The High Court was asked to consider whether a School could be found vicariously liable for the acts of a housemaster who sexually abused the claimant some 46 years ago when the claimant was aged 12 years and if so, whether an extension of time should be granted to the claimant to pursue his claim.

The Facts

The claimant attended PAC in 1962 as a boarder. Dean Bain was employed by PAC as a housemaster. In 1962, Bain sexually abused the claimant on multiple occasions and was ultimately convicted in 2007. PAC dismissed Bain after it became aware of the abuse. The claimant suffered psychological injuries as a result of the abuse.

In 1997, the claimant sought legal advice on his position against PAC. The claimant accepted PAC's settlement offer to pay the claimant's medical and legal fees and his son's school fees. The claimant also reached a separate agreement with Bain in 1999 pursuant to which he received $15,000.00.

The claimant's condition gradually deteriorated and in 2005, he was told by his treating psychologist that he would never work full time again. He sought further payments from PAC after his business failed and financial situation worsened. PAC declined.

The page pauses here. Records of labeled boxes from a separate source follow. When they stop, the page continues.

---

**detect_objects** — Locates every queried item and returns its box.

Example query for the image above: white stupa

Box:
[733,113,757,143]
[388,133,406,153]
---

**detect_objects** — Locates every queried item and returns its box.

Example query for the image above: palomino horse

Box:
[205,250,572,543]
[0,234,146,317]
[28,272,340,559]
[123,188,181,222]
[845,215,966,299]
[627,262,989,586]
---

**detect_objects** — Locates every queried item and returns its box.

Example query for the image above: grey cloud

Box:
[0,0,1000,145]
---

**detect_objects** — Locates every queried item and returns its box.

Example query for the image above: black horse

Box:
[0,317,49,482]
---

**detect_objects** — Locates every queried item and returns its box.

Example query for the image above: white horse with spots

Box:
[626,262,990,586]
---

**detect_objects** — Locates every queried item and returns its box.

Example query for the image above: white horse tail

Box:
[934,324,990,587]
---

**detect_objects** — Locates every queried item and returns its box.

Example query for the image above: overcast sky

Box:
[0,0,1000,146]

The claimant commenced civil proceedings against PAC in December 2008, claiming that the school was liable in negligence for the abuse perpetrated against him by Bain. An extension of time was required. By this time, a number of material witnesses had died and critical documentary evidence had been lost.

The High Court Decision

In considering whether wrongful acts may fall outside an employment relationship, the Court found the relevant approach is to consider any special role that the employer has assigned to the employee and the position in which the employee is thereby placed vis-avis the victim. In determining whether the apparent performance of such a role may be said to give the "occasion" for the wrongful act, particular features may be taken into account. They include authority, power, trust, control and the ability to achieve intimacy with the victim. The latter feature may be especially important. Where, in such circumstances, the employee takes advantage of his or her position with respect to the victim, that may suffice to determine that the wrongful act should be regarded as committed.

With respect to the extension of time, the High Court found inadequate weight had been given to the lengthy delay and loss of evidence which all but extinguished any prospect of a fair trial between the parties. This included the loss of witnesses as well as key documents which would be relevant to central issues to be decided at trial.

The Implications

The decision is important.

In relation to vicarious liability parties considering a claim for vicarious liability should consider whether the employment relationship assigned a special role to the employee whereby the features of the role may bind the employer for the wrongful acts of the employee committed in that role.

In relation to the extension of time, a key feature to consider for any application is the extent to which the passage of time has prejudiced to presentation of a fair trial – particularly the loss of witnesses or evidence relating to a central aspect of the defence case.

The onus of persuasion rests with the applicant and although the justice will vary from case to case, evidence of actual prejudice which puts a defendant at a serious disadvantage in defending a claim may well be fatal to the exercise of the discretion.